In his Epistle to the Romans (15:1-7) St. Paul calls all Christians to be the strength and the support of those who are weak. St. Paul says to each of us and to all the Christian community: You who are strong support those who are weak.

This must make us ponder. Are we to be called strong as contrasted with anyone else? Don't we realise, each of us, how frail and how weak we are? Don't we feel that, whatever desire we have to be God's own people, we have no strength and no power to achieve our human and our Christian vocation? And at this point we must remember another saying of St. Paul; he too felt that he was weak, that he did not possess all the strength he needed to fulfil his apostolate, and he prayed the Lord to give him strength. The Lord answered him and said: My strength makes itself manifest in weakness (2 Cor. 12:9). And St. Paul, having understood what that meant, exclaims: So I shall glory in nothing but my weakness, because then all will be an act of God.

But this weakness is not cowardice, timidity, sloth, laziness: everything that could be called inertia and that prevents us from doing those things which we believe to be right, which our heart longs for, which our mind understands to be the best, the holiest, and yet which our will is incapable of bringing into operation. It is a different weakness; rather the awareness that we cannot achieve the greatness to which we are called unless God helps us. Because we are all called to be the sons and the daughters of the Most High, to be God's own children; indeed, by adoption, but once adopted, to be as completely and perfectly God's children as the Only-begotten Son of God was the Son of God.

But what does it mean that we should support, help, uphold those who are weak? Perhaps we can find the beginning of an answer in today's Gospel (Matthew 9:27-35). Christ was confronted with the blind man. He gave him sight. We are surrounded by people who are blind — not physically, but in so many ways, people who need to acquire a vision and sight which would allow them to grow to the full measure of their stature and to be truly happy. Not in the superficial sense of enjoying the good things of life that leave us all hungry and full of longing, but with another happiness.
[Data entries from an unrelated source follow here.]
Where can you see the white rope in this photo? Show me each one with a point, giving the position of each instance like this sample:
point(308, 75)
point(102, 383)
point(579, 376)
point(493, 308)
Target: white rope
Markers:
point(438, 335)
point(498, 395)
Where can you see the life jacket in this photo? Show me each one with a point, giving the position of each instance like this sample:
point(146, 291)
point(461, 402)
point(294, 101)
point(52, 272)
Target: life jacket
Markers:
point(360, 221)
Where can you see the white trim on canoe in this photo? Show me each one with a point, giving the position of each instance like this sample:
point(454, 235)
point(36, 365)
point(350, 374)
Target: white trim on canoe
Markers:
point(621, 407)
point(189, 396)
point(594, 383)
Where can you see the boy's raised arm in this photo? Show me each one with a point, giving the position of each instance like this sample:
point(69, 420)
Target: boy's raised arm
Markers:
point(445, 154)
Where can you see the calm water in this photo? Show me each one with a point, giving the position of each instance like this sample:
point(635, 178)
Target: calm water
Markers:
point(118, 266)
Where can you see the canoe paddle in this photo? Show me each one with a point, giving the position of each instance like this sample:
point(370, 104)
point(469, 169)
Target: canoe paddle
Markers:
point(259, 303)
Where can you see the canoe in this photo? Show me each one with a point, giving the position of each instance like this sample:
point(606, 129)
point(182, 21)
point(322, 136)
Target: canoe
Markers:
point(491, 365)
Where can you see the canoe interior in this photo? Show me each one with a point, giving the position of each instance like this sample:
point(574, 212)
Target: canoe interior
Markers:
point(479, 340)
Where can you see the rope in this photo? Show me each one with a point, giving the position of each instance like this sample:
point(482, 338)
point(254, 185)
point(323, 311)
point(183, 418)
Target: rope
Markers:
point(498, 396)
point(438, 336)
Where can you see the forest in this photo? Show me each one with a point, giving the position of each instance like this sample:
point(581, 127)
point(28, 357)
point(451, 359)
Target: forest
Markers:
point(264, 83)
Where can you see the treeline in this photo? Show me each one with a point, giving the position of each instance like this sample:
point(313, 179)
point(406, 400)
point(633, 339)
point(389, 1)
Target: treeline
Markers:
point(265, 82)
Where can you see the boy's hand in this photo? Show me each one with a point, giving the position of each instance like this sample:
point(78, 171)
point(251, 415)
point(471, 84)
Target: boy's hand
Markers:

What are the things to which we can open the eyes of others? First of all, make people around us see how great they are, how important they are to God. Each of us was not only willed, but loved into existence by God. Each of us means so much to God that He gave His Only-begotten Son for our salvation: all His Life, His Passion and His Death. This is what each of us, all human beings in the world, mean to God. This is what so few realise — that they are infinitely precious, with the infinity of God. Also, that there is in them this hunger, and the hunger is too great for the things of this created world to satisfy. Only God can fill them; but in order to see God, have we not heard, Sunday after Sunday, read time and again, the words of Christ “Blessed are the pure in heart for they shall see God”? So we must call every person around us to venerate, to reverence his own purity and to fight for the purity of his mind, the purity of his heart, the purity of his life, so that becoming gradually less opaque, then translucent, then perfectly transparent, the mind and the heart of man can perceive God.

At this point, everyone can turn to us and say "Physician, heal thyself." And indeed we can help others only if we ourselves struggle and strive to be great with the purity that allows us to set God, with the greatness of God, of the Only-begotten Son become the Son of men. There are many other things which we may discover which are forms of blindness in us and in others. Whenever we discover them, we must help others to discern them, because even if we ourselves are not truly capable of being what we should be, at our words others may achieve what we are too slack or too weak, to do.

And so it is also with the man who was deprived of speech. How many, how many are speechless before the greatness of God and the beauty of their own selves? There is no way of discovering who and what God is unless we discover holiness and beauty in us. A Russian preacher said once "When God looks at us He does not see the virtues or the achievements which are not there; He sees the eternal beauty which He has implanted in each of us."

This is our message to every person, and this is the message of every person to us: reverence, love, fulfil this beauty, become great! And then we will have done what St. Paul calls us to do in today's Epistle: we will have supported those who are frail and weak, not with our strength, but with the strength of God, because all things are possible in the Spirit of God that upholds us. Amen.